We hope it is clear from this review that habits alone cannot account for the development of compulsive drug use and that drug habits are not necessary [125], nor sufficient [89] to explain the transition to addiction. However, this does not preclude a role for habits in addiction. Then, to what extent are drug habits actually involved? To answer this question, we suffer from several limitations. The structure of our procedures generally favors reengagement of goal-directed control precluding correct assessment of habit. Experiments in animals suffer from a paucity of reward-predictive cues, which does not reflect the sensorial and associative richness of drug addicts’ environment and does not facilitate the development of habit by reducing reinforcement uncertainty.
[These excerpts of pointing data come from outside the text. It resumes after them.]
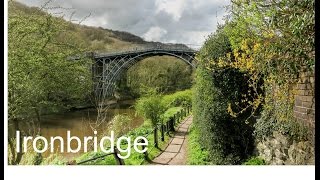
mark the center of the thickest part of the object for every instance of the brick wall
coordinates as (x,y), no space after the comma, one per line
(304,107)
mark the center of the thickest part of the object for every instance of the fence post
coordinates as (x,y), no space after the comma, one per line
(162,132)
(143,147)
(171,124)
(119,161)
(155,136)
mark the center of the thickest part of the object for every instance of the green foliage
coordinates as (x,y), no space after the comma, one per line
(166,73)
(121,124)
(40,76)
(197,155)
(180,98)
(292,128)
(227,139)
(151,108)
(171,112)
(255,161)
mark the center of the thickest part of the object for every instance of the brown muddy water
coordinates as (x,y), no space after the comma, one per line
(81,123)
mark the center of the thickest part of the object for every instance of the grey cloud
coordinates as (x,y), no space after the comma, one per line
(198,18)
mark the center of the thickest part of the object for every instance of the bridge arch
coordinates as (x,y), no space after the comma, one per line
(108,67)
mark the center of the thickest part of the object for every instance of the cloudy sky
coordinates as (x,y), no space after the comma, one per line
(170,21)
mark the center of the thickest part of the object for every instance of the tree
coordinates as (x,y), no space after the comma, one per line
(40,76)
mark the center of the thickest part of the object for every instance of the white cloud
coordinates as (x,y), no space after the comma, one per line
(172,7)
(175,21)
(154,34)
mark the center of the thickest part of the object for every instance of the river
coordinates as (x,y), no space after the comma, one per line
(78,123)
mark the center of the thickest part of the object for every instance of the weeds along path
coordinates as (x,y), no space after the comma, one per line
(176,152)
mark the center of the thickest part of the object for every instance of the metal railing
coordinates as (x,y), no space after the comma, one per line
(165,129)
(141,49)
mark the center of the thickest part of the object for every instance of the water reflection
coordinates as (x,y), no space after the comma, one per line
(78,123)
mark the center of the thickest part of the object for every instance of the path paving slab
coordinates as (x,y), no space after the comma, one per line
(176,152)
(177,141)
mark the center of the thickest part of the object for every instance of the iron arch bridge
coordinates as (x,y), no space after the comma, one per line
(106,68)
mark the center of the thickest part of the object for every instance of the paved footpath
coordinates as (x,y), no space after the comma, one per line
(176,152)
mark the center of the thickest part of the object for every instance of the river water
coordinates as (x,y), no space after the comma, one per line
(78,123)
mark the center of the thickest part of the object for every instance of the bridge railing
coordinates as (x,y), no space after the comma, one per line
(163,128)
(138,49)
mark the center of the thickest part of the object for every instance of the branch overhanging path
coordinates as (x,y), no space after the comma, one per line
(176,151)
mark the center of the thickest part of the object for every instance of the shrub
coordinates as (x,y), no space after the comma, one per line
(255,161)
(228,139)
(197,154)
(180,98)
(121,124)
(151,108)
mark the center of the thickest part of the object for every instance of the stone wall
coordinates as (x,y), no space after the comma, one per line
(304,107)
(279,150)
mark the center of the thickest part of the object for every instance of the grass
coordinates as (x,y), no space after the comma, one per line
(170,112)
(136,158)
(255,161)
(196,154)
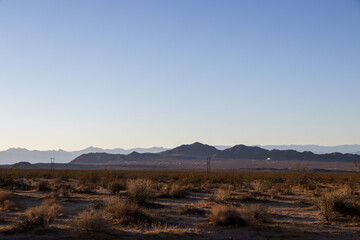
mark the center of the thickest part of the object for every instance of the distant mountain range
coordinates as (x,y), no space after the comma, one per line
(199,151)
(354,148)
(14,155)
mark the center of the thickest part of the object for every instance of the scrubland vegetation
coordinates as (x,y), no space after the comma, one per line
(179,204)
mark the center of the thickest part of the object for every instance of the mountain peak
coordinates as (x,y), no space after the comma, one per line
(195,149)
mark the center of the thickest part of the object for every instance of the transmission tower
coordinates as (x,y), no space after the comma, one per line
(52,164)
(208,166)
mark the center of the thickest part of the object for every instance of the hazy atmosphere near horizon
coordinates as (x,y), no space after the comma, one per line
(132,74)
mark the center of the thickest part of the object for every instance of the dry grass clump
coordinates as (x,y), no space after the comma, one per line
(223,194)
(42,186)
(6,201)
(260,186)
(279,189)
(127,213)
(116,186)
(140,190)
(177,191)
(226,215)
(174,190)
(256,213)
(39,216)
(337,201)
(90,221)
(191,210)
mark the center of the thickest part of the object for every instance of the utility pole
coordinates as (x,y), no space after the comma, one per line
(208,166)
(52,164)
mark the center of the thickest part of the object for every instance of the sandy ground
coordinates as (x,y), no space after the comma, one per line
(291,217)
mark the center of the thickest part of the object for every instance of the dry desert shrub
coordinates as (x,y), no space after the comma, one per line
(39,216)
(90,221)
(127,213)
(177,191)
(280,189)
(256,213)
(260,186)
(42,186)
(191,210)
(140,190)
(116,186)
(223,194)
(336,201)
(7,202)
(226,215)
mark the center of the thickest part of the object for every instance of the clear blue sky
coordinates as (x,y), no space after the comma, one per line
(163,73)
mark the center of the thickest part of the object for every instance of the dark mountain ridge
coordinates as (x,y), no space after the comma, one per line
(198,150)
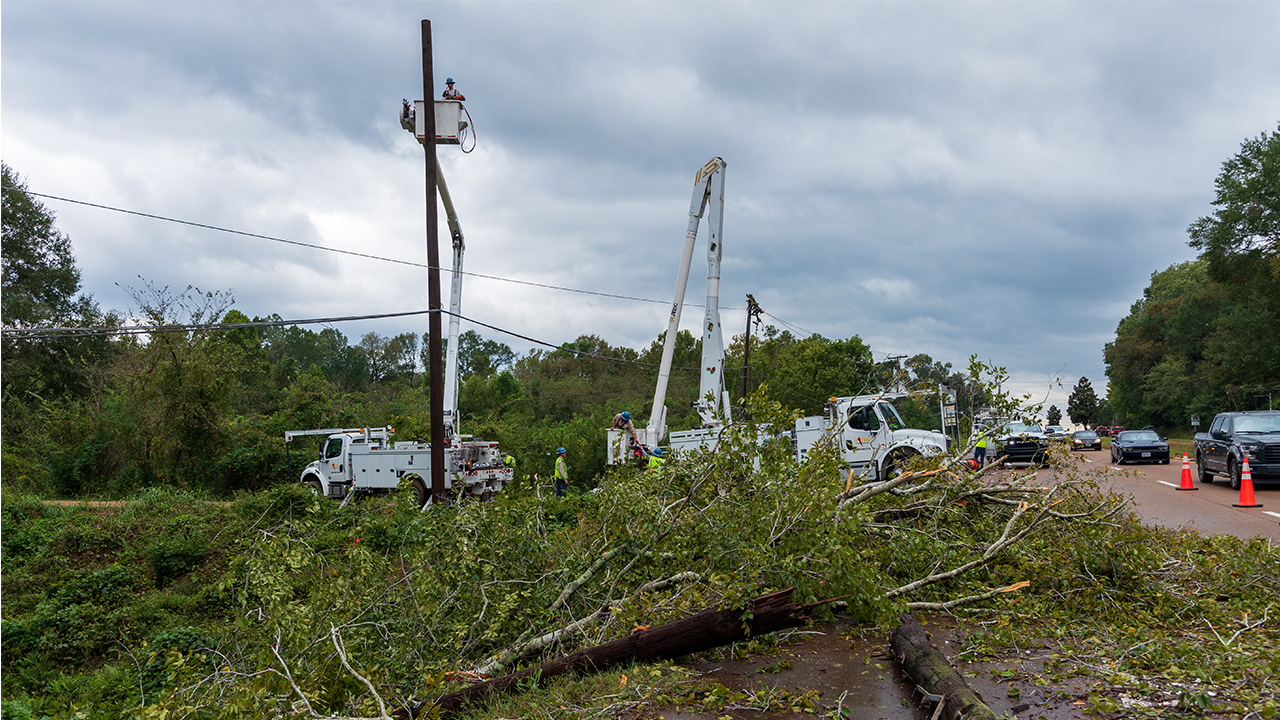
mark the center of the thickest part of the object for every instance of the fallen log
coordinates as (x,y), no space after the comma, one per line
(931,670)
(704,630)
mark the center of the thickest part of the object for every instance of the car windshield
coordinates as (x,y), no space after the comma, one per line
(1257,424)
(1138,436)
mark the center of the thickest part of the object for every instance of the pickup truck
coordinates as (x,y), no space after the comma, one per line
(1235,436)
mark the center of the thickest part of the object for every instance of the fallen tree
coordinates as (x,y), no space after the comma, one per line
(704,630)
(931,670)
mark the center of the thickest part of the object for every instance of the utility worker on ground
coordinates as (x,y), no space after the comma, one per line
(656,459)
(561,474)
(449,92)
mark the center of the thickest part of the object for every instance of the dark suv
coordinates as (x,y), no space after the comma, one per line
(1238,436)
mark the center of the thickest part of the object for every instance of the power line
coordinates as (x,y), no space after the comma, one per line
(49,333)
(365,255)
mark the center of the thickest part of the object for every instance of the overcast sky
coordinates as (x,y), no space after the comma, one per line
(990,178)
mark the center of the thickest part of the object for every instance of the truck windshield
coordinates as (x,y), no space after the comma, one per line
(891,417)
(1252,424)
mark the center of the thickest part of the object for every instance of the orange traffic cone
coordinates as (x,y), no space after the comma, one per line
(1247,487)
(1187,474)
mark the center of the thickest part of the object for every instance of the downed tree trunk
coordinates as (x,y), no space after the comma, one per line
(931,670)
(704,630)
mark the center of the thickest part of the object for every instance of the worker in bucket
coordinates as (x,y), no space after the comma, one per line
(656,459)
(622,422)
(561,474)
(449,92)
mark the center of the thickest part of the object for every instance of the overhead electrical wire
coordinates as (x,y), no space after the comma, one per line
(48,333)
(352,253)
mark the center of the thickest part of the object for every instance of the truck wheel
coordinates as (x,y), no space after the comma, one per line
(896,461)
(420,493)
(1205,475)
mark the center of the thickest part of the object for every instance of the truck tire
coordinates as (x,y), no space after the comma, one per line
(896,461)
(420,493)
(1201,472)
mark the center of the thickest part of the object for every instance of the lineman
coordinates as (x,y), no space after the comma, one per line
(561,474)
(656,460)
(622,422)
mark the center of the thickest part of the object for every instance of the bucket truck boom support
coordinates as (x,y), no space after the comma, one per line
(713,402)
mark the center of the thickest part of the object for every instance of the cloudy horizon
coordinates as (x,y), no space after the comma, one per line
(952,178)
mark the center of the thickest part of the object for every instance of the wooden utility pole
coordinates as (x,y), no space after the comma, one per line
(753,313)
(433,274)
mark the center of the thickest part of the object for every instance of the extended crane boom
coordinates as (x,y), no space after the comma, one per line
(712,404)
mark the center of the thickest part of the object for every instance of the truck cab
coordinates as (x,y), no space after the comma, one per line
(869,433)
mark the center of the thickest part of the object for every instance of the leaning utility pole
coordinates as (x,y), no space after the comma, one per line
(433,277)
(753,313)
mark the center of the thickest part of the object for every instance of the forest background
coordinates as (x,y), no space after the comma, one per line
(106,414)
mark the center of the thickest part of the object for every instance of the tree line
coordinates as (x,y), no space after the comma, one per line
(1205,336)
(109,414)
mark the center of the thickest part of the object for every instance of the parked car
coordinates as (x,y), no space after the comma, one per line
(1022,442)
(1235,436)
(1086,440)
(1057,432)
(1138,446)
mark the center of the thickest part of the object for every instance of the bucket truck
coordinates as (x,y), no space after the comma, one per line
(867,429)
(713,404)
(362,460)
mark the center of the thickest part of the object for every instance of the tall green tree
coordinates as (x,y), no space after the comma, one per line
(41,290)
(1083,404)
(1243,233)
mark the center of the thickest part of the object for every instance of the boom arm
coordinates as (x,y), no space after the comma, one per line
(451,360)
(708,187)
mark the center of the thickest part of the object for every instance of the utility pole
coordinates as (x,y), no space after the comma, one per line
(433,277)
(897,372)
(753,313)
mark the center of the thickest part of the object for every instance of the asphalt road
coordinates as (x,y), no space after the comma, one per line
(1207,510)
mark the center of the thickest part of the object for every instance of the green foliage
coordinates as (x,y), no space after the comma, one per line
(1082,405)
(1203,337)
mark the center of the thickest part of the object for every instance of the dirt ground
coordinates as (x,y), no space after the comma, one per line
(851,671)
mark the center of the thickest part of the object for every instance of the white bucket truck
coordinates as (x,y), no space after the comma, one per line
(366,460)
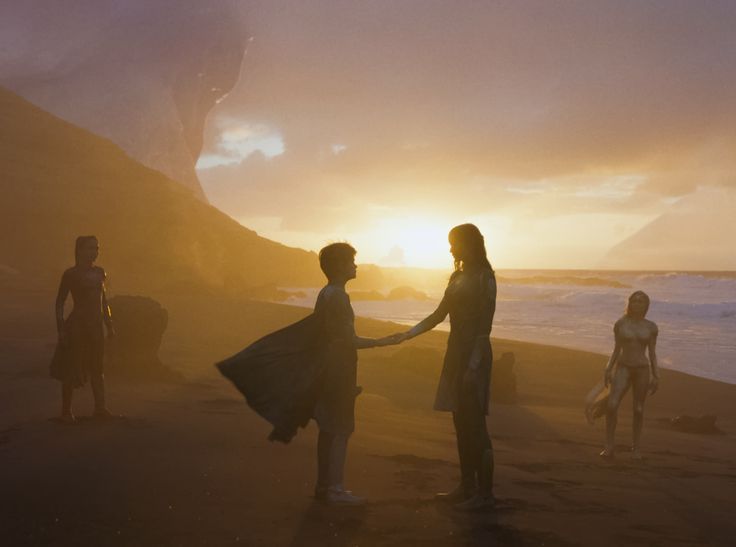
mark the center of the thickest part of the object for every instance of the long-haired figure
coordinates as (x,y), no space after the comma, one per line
(470,300)
(79,355)
(629,367)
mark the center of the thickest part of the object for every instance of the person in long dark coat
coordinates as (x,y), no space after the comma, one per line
(308,370)
(80,349)
(464,386)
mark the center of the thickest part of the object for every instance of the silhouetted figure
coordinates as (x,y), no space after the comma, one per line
(629,367)
(309,369)
(470,300)
(80,350)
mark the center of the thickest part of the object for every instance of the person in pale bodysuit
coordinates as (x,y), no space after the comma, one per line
(630,367)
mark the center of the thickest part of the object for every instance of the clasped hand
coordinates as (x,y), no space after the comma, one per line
(393,339)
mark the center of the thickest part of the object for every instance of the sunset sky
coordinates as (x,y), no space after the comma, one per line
(560,128)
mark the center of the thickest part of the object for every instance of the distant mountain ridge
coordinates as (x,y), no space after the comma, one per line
(60,181)
(143,73)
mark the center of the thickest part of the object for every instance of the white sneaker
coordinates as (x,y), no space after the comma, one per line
(337,495)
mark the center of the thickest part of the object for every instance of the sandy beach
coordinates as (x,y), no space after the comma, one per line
(190,464)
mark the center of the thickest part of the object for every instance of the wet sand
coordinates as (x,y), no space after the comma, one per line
(190,463)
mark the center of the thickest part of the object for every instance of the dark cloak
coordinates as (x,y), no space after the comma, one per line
(281,375)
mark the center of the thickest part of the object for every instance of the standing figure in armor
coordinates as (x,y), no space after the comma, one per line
(464,386)
(629,367)
(79,354)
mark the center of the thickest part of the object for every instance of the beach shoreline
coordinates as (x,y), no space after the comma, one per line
(190,464)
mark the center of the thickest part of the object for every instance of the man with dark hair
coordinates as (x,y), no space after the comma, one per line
(309,370)
(335,407)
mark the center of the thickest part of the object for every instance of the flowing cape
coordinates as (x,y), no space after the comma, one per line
(281,375)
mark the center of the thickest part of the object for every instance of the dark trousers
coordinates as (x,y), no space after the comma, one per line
(473,443)
(331,451)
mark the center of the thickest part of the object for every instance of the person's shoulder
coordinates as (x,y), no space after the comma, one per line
(333,293)
(652,326)
(487,275)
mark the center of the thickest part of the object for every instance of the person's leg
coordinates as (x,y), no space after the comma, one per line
(98,391)
(481,456)
(338,453)
(336,493)
(640,383)
(619,387)
(324,443)
(67,391)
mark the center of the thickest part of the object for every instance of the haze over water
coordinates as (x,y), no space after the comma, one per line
(695,312)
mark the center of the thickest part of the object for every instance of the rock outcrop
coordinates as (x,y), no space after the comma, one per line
(59,181)
(140,323)
(142,73)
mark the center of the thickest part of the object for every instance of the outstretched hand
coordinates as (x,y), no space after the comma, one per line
(392,339)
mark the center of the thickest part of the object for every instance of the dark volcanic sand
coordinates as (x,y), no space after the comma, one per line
(190,464)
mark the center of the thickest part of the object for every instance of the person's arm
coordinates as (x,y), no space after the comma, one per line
(482,346)
(106,313)
(652,347)
(61,295)
(608,373)
(429,322)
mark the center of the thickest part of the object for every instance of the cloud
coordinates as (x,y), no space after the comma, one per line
(470,108)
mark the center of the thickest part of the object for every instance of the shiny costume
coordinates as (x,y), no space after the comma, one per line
(470,300)
(80,357)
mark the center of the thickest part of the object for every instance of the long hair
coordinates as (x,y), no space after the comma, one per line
(633,295)
(474,243)
(78,244)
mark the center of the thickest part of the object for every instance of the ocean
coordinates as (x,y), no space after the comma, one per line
(695,312)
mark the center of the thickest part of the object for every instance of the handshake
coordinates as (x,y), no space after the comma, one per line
(392,339)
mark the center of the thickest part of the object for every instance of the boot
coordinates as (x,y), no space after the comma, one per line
(483,500)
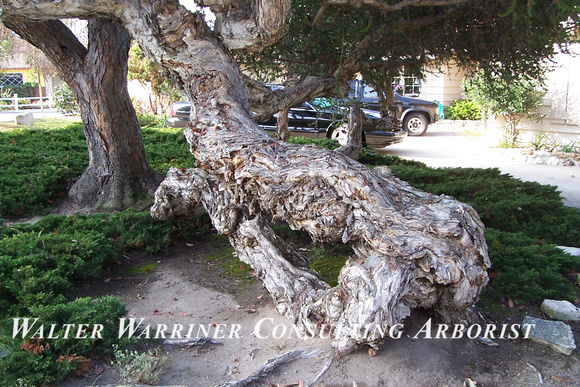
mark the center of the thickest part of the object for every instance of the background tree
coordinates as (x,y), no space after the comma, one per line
(513,100)
(376,39)
(118,174)
(410,249)
(150,75)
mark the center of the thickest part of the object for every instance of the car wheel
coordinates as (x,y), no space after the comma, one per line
(415,124)
(339,133)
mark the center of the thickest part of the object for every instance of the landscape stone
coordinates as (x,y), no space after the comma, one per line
(555,334)
(561,310)
(25,119)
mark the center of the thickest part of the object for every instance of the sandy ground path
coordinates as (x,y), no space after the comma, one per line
(184,289)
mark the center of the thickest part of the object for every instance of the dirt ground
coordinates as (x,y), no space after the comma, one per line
(185,289)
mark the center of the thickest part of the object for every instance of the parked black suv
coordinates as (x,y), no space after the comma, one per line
(310,120)
(415,114)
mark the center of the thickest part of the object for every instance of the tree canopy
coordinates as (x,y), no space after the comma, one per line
(410,249)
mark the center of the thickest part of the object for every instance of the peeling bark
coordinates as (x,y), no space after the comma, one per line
(412,249)
(118,174)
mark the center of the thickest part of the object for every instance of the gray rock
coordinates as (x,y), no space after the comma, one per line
(542,153)
(561,310)
(25,119)
(555,334)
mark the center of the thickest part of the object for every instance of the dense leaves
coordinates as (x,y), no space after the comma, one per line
(38,166)
(504,38)
(41,263)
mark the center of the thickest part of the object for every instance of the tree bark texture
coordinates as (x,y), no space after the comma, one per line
(354,129)
(118,175)
(412,249)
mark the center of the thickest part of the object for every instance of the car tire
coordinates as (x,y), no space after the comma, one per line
(415,124)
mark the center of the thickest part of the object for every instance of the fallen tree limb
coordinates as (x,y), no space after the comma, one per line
(273,363)
(321,373)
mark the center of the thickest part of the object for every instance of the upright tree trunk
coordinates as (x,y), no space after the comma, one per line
(118,174)
(353,146)
(412,249)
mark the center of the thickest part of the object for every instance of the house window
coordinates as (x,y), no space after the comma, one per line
(11,79)
(412,86)
(408,85)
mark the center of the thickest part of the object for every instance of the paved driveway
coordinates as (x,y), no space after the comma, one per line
(444,146)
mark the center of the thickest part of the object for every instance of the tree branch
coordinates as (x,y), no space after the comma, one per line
(384,6)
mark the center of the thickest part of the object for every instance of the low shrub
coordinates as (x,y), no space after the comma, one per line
(527,269)
(40,264)
(39,166)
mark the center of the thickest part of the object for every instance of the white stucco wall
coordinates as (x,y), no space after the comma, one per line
(443,85)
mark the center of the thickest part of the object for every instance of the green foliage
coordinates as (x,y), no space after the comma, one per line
(141,368)
(504,37)
(37,268)
(64,100)
(27,89)
(503,202)
(39,265)
(149,74)
(513,99)
(464,109)
(542,141)
(58,359)
(522,220)
(38,166)
(569,148)
(527,269)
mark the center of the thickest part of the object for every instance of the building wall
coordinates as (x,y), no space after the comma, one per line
(560,108)
(443,85)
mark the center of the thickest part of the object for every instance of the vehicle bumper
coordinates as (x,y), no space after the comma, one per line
(176,122)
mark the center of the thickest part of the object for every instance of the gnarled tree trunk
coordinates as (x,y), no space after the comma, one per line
(412,249)
(118,175)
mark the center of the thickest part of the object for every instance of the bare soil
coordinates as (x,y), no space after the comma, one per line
(184,288)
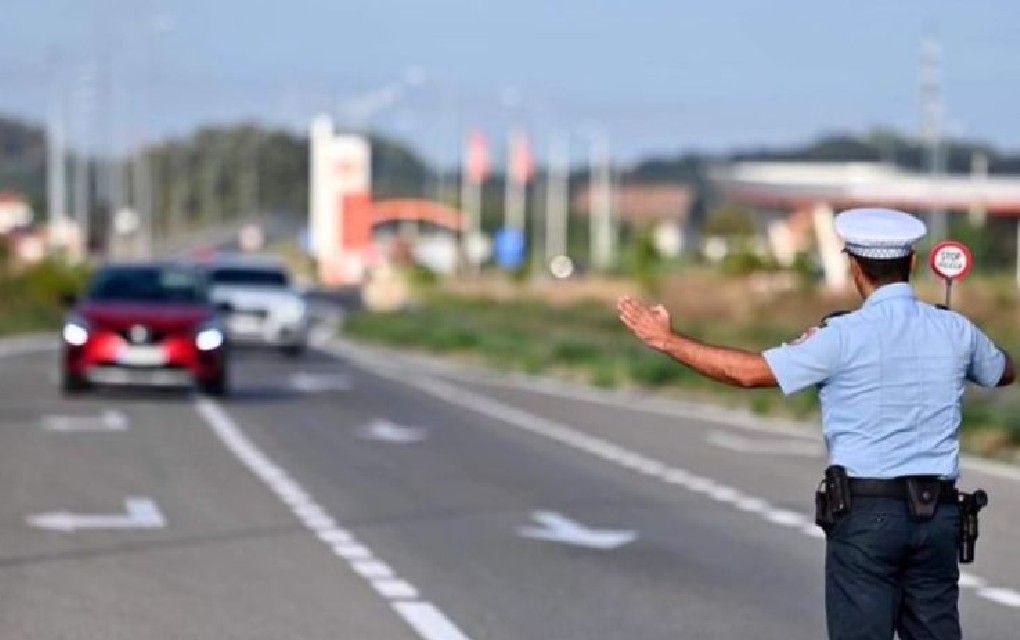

Finally, investigations are limited by too narrow views that drug-seeking behavior should be either habitual or goal-directed. Moving forward, we propose to better design instrumental tasks, in the presence of choice and reward-predictive cues, and under conditions of high reinforcement predictability to favor implementation of simple stimulus–response MF policies. Alternative task structures involving sequential rather than simultaneous choice should also be considered. On a theoretical level, we may need to consider a more complex framework taking into account (1) the continuous arbitration between goal-directed and habitual systems, (2) the hierarchical decision-making architectures combining these two systems and (3) alternative sequential decision-making models suggesting that individuals may consider one option at a time when making decisions. Although much remains to be done, our hope is that this review opens up new perspectives to determine the role of habit and choice in addiction.

Funding and disclosure

This work was supported by the French Research Council (CNRS), the Université de Bordeaux, the French National Agency (ANR-2010-BLAN-1404-01), the Ministère de l’Enseignement Supérieur et de la Recherche (MESR), the Fondation pour la Recherche Médicale (FRM DPA20140629788), and the Peter und Traudl Engelhorn foundation. The authors declare no competing interests.